Это верно: все действующие лица данной истории убраны на небеса. Есть даже лишние. Все ниточки оборваны. Зачистка прошла по всем законам военного времени. Вопрос: что делать в таком безобразном случае?
И не успел ответить. Прибыл генерал Орехов. Со звуковой сиреной. И с ротой автоматчиков. Что мне нравится в нем, так это умение пугать колхозную идиллию и милицейский командирский состав. Майор Бяхин, как гид, заученно повторил и показал экспозицию. Экскурсант надувал щеки:
— Так-так. Интересно. Очень интересно.
Осмотром места происшествия и отношением к своей персоне генерал остался довольным. Приблизившись ко мне, изрек:
— Слава Богу! Порешили друг дружку. Получил, гад, свое.
— Гад — кто у нас? — спросил я.
— Маслов, — с убеждением ответил мой приятель. — Больше некому. Он организатор, все он.
— Орехов, — обиделся я. — У тебя все так просто, как сделать пук в лужу.
— А у тебя сложно, как навалить кучу в пустыне, — огрызнулся.
Мы использовали более гастрономические термины, однако во имя нашей непорочной словесности, даю перевод.
Я попытался объяснить свои ощущения, да генерал слушать не желал и властью данной ему, списал дело в архив.

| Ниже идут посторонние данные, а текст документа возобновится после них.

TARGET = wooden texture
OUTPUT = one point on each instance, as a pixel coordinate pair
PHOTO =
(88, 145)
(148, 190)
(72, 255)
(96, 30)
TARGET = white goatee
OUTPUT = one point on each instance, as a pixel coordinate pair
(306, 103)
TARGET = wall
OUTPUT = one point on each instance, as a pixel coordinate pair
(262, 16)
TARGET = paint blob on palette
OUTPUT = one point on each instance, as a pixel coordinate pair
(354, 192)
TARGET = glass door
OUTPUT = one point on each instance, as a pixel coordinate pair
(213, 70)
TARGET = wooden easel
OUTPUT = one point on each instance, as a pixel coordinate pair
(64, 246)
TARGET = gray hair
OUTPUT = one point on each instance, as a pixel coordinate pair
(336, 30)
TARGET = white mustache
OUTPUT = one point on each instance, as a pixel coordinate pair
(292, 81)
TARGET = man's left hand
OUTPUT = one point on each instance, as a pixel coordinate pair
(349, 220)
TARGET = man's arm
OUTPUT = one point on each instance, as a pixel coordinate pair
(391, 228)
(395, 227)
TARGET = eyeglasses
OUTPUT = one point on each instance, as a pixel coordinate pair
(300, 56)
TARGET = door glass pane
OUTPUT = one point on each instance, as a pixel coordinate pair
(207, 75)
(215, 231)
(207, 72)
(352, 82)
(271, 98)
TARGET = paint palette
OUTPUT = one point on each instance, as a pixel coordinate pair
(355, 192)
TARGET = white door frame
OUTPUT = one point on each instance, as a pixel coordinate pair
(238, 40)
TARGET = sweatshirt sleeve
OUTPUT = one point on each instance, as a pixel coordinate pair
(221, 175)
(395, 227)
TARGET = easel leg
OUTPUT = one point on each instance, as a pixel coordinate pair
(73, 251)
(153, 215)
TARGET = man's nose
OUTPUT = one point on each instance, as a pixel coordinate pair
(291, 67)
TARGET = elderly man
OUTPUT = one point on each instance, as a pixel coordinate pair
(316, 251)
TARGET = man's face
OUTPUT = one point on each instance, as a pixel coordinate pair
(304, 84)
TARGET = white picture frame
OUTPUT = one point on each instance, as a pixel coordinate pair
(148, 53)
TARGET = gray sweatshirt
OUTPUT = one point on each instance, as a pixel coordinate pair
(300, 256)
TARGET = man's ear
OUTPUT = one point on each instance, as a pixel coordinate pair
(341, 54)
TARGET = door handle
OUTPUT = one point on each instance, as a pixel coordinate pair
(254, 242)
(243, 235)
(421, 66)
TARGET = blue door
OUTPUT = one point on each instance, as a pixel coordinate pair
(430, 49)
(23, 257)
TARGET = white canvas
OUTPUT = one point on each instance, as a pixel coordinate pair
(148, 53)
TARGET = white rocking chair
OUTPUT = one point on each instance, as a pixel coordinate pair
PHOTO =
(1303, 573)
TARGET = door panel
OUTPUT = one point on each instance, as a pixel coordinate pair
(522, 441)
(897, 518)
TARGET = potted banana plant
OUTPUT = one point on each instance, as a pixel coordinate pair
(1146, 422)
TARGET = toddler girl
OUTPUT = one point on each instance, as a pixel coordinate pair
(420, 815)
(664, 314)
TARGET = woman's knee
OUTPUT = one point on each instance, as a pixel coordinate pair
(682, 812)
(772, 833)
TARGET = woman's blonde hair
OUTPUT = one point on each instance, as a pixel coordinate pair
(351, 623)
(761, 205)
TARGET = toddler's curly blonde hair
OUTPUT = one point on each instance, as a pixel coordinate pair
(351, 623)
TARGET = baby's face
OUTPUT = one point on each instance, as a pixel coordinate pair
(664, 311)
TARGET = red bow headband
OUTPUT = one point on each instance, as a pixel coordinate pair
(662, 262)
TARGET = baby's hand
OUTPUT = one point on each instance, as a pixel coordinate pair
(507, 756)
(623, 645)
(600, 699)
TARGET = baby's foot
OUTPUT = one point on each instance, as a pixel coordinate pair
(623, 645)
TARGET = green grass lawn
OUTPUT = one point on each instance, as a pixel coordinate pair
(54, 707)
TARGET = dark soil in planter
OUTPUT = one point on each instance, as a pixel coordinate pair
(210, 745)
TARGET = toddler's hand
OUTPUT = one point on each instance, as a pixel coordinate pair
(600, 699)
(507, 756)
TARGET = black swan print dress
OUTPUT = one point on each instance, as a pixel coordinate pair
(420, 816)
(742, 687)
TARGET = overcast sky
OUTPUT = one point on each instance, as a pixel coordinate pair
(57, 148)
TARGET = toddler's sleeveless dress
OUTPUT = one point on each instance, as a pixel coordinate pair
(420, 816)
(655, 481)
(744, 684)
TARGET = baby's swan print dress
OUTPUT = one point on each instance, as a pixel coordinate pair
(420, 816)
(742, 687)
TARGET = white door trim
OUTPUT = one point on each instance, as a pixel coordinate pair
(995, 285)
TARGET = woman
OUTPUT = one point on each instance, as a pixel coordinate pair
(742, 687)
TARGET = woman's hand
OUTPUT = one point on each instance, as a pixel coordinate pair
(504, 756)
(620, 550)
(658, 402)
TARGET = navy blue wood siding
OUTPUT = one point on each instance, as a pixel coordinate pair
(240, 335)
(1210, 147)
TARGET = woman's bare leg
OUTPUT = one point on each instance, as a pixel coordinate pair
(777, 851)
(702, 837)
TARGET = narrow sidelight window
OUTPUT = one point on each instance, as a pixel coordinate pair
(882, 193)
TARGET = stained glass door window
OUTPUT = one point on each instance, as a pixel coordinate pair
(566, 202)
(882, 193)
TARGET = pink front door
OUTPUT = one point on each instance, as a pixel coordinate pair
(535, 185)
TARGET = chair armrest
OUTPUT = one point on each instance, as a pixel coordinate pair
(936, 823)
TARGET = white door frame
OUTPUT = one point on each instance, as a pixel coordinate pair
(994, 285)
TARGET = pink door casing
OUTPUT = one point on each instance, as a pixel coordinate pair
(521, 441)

А я могу, сказал он, отправляться к чертовой матери, точнее на работу, чтобы заняться прямыми своими обязанностями — охранять государственные интересы в области новейших оружейных технологий.
Генерал находился в возбужденном состоянии, будто по возвращению на Лубянку ему обещали дать медаль. Или орден. Понятно, он видел в экспозиции то, что хотел видеть. Но я тоже видел то, что хотел. Кто-то из нас обманывался. Кто именно?
Или, возможно, на Орехова плохо влиял неэстетический вид трупов, над которыми начинали свою трудолюбивую, ассенизаторскую работу мухи, жучки и паучки.
— Эй, майор Бляхин!
— Бяхин, товарищ генерал!
— Покройте все это безобразие!
— Есть!
— И выполняйте свои оперативные обязательства. В полном, понимаешь, объеме.
— Есть!
Ладно, генерал, сказал я. Себе. Я не майор, потрусивший с подчиненными на поиски тряпок. Я — другой, надеюсь. Не люблю, когда есть вопросы. А ответов нет. Любопытен без меры. Это мой единственный недостаток. Если все остальное, считать достоинством.
От сложных умозаключений я был оторван воплем исполнительного служаки:
— Это подойдеть, товарищ генерал?!
Молодые сержанты с веранды трепали праздничную скатерть с крупными маковыми разводами.
— Давай её, — отмахнул генерал. И мне: — Во, фараоново племя!
— Какой фараон, — заметил я, — такое и племя.
— Что этим хочешь сказать? — обиделся, посчитав себя, верно, Хеопсом.
— Командуйте-командуйте, товарищ Хеопс.
— Сам такой, в Бога-душу-мать! — заорал в сердцах, удаляясь для руководящих указаний.
Я понял, что мне тоже лучше ретироваться. До лучших времен. Генералишко метит на медаль. И помогать ему в этом опасно. Как говорится, каждый воздвигает свою пирамиду вечности.
… Подходя к джипу, услышал лошадиное ржание. Нет, это так смеялись люди. Затейник Резо, собрав группу товарищей из отставников, сказывал байки. О новых русских. Что само по себе было смешно. При этом все хрумтели яблоками, конфискованными из соседнего сада.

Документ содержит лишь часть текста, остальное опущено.